Compared with that, and frankly, almost every other miracle in Scripture, changing water into wine seems a bit mundane. But St. John doesn’t call this a miracle; He calls it a “sign.” Signs give us information. Signs point us to something, or in this case someone. Changing water into wine is a sign that shows us who Jesus is, and it shows us what Jesus does. The point here is that Jesus is a real person involved in real problems. And that is anything but mundane.

The problem in Cana today is that the wine has run out; and that is not making for a very good party. The hosts did the best they could, but it wasn’t enough, and things have taken a turn for the worst. The groom will be shamed; the steward may be fired; and it looks as if the bride will be brought to tears.

This is what happens when you try to have a party without Jesus. This is what happens when you, in your own life, try to go it alone. Your own resources are not enough. You run out of wine, and pretty soon find yourself drinking the water from the jars that everyone’s been washing their hands in. That does not sound like much of a party. It sounds like a situation in need of a change.

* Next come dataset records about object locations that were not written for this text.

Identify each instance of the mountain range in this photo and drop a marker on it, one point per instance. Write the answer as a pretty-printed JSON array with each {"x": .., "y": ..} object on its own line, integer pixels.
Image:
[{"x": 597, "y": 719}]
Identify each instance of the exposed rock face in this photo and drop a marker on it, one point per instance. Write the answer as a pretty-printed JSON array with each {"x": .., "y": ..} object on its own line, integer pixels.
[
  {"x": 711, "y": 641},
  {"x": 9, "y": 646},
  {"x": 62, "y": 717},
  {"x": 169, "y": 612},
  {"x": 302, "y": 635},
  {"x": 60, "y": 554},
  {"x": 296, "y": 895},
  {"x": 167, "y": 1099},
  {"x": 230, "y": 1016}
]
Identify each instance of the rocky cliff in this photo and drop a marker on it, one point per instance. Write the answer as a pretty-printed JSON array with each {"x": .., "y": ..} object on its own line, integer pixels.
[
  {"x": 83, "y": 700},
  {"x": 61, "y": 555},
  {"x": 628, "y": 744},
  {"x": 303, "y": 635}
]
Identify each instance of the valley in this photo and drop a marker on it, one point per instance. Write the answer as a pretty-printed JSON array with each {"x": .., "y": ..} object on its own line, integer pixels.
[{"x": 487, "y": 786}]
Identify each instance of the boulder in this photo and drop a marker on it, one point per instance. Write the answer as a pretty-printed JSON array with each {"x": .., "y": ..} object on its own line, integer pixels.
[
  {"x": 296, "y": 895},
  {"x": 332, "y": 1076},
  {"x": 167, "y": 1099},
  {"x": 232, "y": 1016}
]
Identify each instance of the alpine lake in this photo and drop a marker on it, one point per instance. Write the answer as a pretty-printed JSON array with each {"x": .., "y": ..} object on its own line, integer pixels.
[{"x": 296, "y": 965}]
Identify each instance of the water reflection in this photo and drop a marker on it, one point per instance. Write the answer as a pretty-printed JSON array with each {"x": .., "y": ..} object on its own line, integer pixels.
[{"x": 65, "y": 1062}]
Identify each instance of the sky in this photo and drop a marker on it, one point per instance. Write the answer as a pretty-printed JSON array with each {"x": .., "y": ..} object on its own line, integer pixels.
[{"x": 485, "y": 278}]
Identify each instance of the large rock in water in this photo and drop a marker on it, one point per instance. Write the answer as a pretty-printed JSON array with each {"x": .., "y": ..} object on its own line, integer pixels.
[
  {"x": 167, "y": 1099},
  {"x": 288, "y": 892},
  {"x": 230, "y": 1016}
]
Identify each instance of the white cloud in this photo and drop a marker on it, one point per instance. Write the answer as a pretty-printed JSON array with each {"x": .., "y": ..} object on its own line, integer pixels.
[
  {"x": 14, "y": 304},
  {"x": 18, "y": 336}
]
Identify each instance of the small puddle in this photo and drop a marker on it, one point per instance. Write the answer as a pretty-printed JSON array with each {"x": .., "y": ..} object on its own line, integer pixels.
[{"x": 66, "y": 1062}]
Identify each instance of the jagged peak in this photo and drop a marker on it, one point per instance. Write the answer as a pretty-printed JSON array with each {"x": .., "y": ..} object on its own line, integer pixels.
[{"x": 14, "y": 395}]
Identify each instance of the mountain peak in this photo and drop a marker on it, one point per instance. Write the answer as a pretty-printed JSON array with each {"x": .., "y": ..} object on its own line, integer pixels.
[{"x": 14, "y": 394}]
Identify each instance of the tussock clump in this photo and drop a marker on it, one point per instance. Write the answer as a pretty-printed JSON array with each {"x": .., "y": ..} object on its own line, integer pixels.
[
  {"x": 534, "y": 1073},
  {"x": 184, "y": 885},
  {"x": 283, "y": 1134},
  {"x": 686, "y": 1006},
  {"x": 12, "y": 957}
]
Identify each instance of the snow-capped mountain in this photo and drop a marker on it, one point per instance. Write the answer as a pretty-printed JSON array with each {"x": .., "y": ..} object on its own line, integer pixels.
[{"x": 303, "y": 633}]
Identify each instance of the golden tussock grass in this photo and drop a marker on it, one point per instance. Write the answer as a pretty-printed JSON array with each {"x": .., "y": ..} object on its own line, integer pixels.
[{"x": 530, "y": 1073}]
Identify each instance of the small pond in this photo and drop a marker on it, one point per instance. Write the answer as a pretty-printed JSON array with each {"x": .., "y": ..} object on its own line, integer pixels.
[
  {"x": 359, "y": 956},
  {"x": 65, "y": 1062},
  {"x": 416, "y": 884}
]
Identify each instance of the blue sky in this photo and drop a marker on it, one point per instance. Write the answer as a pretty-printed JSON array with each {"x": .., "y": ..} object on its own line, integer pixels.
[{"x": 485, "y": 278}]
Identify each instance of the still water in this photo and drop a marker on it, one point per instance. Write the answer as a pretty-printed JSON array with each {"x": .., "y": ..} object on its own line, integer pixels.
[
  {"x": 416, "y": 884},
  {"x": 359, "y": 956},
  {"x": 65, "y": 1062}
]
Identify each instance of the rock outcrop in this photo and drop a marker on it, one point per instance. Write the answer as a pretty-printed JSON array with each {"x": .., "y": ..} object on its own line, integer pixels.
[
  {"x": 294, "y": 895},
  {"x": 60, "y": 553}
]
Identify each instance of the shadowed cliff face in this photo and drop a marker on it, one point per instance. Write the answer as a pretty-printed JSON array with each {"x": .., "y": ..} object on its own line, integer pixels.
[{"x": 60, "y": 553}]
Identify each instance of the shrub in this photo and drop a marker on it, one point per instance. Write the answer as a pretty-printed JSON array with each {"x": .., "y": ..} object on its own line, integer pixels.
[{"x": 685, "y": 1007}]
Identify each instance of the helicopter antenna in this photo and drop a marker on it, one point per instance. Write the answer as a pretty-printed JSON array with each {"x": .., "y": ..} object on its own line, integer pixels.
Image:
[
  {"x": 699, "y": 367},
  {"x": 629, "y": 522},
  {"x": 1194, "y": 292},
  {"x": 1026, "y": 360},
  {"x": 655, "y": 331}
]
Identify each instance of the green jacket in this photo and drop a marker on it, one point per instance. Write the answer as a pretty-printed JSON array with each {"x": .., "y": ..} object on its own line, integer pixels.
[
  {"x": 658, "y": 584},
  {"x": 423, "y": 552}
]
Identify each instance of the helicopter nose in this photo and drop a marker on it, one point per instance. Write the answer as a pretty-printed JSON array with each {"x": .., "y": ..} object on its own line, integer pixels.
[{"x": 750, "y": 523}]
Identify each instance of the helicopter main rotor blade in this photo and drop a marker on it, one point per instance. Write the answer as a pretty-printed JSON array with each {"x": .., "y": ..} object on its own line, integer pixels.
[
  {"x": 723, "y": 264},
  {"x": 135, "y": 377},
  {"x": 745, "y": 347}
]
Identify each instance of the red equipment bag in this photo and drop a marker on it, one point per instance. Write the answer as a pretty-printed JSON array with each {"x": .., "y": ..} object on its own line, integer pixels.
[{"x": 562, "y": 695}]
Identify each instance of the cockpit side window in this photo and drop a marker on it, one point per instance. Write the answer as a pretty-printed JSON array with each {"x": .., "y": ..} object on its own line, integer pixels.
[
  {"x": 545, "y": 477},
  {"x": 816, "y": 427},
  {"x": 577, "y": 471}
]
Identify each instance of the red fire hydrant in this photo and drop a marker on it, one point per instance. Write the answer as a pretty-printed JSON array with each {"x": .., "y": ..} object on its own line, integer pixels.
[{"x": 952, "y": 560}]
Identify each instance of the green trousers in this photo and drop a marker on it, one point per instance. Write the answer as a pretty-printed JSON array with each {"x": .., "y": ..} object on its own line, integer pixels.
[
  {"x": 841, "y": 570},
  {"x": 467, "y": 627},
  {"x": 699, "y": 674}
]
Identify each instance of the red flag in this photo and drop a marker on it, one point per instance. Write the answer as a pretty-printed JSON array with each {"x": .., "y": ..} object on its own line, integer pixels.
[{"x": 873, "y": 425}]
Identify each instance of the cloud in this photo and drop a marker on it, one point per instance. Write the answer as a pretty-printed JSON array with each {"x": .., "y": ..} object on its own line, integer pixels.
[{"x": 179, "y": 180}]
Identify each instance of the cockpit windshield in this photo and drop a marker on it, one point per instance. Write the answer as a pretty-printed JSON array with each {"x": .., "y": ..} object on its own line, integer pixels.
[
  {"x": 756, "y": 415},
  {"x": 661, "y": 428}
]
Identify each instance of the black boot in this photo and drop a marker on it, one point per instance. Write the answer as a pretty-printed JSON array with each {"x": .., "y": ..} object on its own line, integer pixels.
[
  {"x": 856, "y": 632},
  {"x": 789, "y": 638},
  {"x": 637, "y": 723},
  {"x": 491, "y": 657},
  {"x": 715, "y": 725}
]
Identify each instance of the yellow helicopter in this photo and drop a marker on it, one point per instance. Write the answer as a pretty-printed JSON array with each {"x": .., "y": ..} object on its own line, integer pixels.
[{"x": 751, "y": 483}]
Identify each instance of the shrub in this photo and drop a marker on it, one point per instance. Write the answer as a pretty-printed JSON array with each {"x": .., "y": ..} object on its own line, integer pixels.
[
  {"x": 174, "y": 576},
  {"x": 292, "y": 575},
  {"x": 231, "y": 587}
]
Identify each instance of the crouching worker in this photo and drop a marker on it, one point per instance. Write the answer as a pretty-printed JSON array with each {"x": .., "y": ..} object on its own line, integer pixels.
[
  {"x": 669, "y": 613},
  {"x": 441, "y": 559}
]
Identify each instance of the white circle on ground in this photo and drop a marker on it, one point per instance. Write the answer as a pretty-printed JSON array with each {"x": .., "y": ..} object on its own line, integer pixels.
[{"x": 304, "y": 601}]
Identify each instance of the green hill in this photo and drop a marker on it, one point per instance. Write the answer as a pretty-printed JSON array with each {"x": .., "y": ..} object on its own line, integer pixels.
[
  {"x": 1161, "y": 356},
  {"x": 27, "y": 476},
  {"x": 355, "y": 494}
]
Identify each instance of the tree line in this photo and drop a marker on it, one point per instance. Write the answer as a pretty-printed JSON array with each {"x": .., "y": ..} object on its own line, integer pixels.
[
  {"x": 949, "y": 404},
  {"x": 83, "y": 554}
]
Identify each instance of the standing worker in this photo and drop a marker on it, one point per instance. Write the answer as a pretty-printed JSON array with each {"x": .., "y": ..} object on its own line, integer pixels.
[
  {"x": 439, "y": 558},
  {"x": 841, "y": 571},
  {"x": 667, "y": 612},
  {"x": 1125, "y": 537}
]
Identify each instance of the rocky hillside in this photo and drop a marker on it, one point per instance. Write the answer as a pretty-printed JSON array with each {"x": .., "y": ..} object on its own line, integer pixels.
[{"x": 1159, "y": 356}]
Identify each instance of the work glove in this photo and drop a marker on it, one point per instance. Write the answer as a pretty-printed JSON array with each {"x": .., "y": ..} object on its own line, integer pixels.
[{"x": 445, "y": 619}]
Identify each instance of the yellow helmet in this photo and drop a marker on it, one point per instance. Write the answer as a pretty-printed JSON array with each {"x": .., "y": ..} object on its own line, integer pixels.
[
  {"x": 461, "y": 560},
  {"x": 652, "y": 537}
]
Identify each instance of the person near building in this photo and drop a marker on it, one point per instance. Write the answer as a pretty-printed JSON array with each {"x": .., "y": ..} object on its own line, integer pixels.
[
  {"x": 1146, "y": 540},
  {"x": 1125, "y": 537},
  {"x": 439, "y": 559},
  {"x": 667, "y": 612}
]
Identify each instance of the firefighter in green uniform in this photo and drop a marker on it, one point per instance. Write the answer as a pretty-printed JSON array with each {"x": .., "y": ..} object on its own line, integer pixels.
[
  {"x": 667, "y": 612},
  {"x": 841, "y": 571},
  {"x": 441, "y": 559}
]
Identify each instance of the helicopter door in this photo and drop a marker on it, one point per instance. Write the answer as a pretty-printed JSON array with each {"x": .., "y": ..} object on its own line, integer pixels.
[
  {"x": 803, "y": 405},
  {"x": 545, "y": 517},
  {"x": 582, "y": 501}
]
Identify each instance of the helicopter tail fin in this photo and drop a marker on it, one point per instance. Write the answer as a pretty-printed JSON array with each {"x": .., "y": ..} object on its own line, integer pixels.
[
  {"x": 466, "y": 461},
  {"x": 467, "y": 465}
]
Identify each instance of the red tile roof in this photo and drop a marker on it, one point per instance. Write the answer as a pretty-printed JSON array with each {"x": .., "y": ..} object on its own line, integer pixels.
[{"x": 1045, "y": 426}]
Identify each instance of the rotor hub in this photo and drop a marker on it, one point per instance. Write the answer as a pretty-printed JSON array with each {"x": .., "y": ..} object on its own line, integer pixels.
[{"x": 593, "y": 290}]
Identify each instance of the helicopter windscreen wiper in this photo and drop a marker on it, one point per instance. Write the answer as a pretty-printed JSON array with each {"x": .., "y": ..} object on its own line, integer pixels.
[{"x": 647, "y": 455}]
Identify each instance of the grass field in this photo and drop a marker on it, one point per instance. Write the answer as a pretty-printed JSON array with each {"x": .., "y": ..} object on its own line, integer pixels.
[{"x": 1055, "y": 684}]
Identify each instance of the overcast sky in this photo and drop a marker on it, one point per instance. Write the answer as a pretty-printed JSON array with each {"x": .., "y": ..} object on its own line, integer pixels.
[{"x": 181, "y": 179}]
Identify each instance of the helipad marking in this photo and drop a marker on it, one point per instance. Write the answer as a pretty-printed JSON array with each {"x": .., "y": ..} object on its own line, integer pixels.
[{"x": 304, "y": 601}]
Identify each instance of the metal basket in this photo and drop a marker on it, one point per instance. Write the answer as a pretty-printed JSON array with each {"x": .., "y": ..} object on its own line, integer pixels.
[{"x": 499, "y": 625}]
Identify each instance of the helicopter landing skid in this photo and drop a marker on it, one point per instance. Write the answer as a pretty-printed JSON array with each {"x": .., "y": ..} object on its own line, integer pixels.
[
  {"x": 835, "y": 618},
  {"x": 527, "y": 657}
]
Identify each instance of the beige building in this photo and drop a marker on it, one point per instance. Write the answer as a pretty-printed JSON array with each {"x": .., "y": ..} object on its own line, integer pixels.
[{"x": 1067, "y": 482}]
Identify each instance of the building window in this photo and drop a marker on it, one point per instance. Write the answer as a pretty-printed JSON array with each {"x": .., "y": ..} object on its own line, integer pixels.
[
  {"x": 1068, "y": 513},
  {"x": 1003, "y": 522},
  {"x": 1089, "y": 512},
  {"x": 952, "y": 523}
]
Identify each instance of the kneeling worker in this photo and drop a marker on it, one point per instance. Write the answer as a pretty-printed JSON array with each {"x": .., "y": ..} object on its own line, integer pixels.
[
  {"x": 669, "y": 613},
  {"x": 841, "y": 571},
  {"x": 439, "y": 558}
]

When Jesus shows up, like He did on Christmas, like He does today, He comes to make a change. At Cana he made a dead party a living party. He changed unbelief into belief. He changed sadness to joy. And when the wine ran out, Jesus kept the party going. And thanks be to God, Jesus has come to make some Epiphany changes for us as well.

At one time you were children of wrath. But in your baptism, Jesus has changed you into a Child of God, into His own brothers and sisters. That is a big, beautiful, Gospel change.

On top of that He has enlightened you with His Word. Jesus, you might say, Epiphanies you. He lights you up, and moves you from darkness to light. That is a change.

Nevertheless, we live in a world that continues to press us. So for all of you, the days between Sunday can often be difficult, and straining, and sometimes even tragic. And in the last six months, I know that you as a community have experienced a great deal of loss. So for all of you, Jesus offers you one change more. It is a change that will change you.

When friends die, and community is shattered. When your faith is weak and you can’t even find the words to plead to your Father in Heaven, Jesus steps in and makes a change. He changes bread and wine into Body and Blood – His Body and His Blood, won on the cross. And when you drink from that cup, when you taste the New Wine, Jesus Himself, you will be changed as well.

In His Holy Eucharist, offered here every Lord’s Day, Jesus epiphanies you. He opens your eyes, and strengthens your faith. As He lays Himself on the manger of your tongue, He also puts new words on your lips.

So when you leave this place, each and every week, in your Baptism, in His Word, when you drink from the cup He has given you, you leave speaking a new language. You depart in peace, speaking peace to others. You depart in joy, and sharing that joy with the world. You depart blessed to be a blessing. You depart forgiven, free to forgive those who curse you. You leave here lit up, enlightened, and epiphanied, prepared to go light up a world in darkness.